Motor vehicle crashes are the No. 1 cause of accidental death for teens. Every year, teen drivers are involved in 900,000 crashes, and more than 2,500 teens died in motor vehicle accidents in 2017, according to the U.S. Department of Transportation.
With such high stakes, it’s critical to understand the risks that teen drivers face on the road and how to reduce them.
How to Earn Your Driver’s License
Fortunately, there are some safeguards built into the driver licensing process. All 50 states and the District of Columbia require new drivers to go through a three-step process to obtain their license. This process — which is known as Graduated Driver Licensing — requires teen drivers to gradually gain experience and reach certain milestones before being allowed full driving privileges.
- Stage 1 (Learner’s Permit)
- This permit allows a new driver to drive if they are accompanied by a parent, legal guardian or driving instructor. Different states have different requirements for who may accompany the learner, and age requirements differ. Depending on the state, a teen may be eligible to get their learner’s permit at the age of 14, 15 or 16.
- Stage 2 (Intermediate License)
- After achieving a certain set of requirements — which usually includes 40 to 50 hours of supervised driving — the student driver is eligible for an intermediate or provisional license. An intermediate license may come with certain restrictions, such as a prohibition on driving during certain night hours or a limit on how many passengers they may carry in the vehicle.
- Stage 3 (Unrestricted License)
- The driver has met all the requirements of state law for a standard driver’s license and can now drive solo.
Most states also require you to pass a written test, a vision test and a road test. You can read more about the specific requirements in your state on AAA’s Graduated Driver’s Licensing page. The process may be different if you are a teen getting licensed to drive, versus an adult getting your first license.
Some states may also have their own specific requirements for young drivers. New Jersey, for instance, requires drivers under the age of 21 who have a learner’s permit or probational license to display a red decal on their license plate identifying them as a new driver. Not displaying the sticker is punishable by a $100 fine.
Understanding the Risks
Understanding the top hazards associated with teen driving can help you take important precautions behind the wheel.
Inexperience is one of the key factors that put teens at a greater risk of a motor vehicle accident. According to the Centers for Disease Control and Prevention, teens are less likely to recognize potentially hazardous situations on the road and are more likely to make critical decision errors than adult drivers.

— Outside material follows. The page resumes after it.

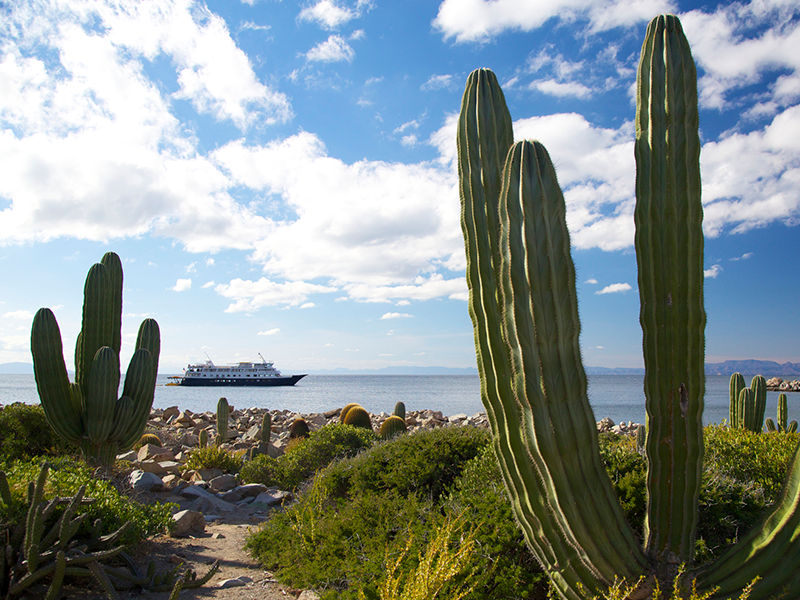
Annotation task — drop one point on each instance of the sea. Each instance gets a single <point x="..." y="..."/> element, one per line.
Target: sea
<point x="619" y="397"/>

Critical errors account for three-quarters of all serious crashes involving teen drivers. According to the Children’s Hospital of Philadelphia Research Institute, the most common critical driving errors made by teens include: traveling too fast for the road conditions, not scanning the roadway to anticipate hazards and becoming distracted while driving.
- Reckless driving and speeding
- Failing to keep enough distance between their vehicle and the vehicle in front of them
- Driving at night and driving on the weekend
- Failing to wear a seatbelt
- Driving under the influence of alcohol
- Driving with other teens
- Drowsy driving or fatigue
Male teen drivers also get in more accidents than female teens. In fact, the fatality rate for male drivers in the 16-to-19 age range is twice that of female drivers, according to the CDC.
Teen Brain Differences
Research suggests that part of the problem may have to do with how teen brains work. Driving is a complex task that requires an individual to simultaneously focus on the road, the skills of driving and their destination — all while filtering out distractions and adapting to ever-changing conditions.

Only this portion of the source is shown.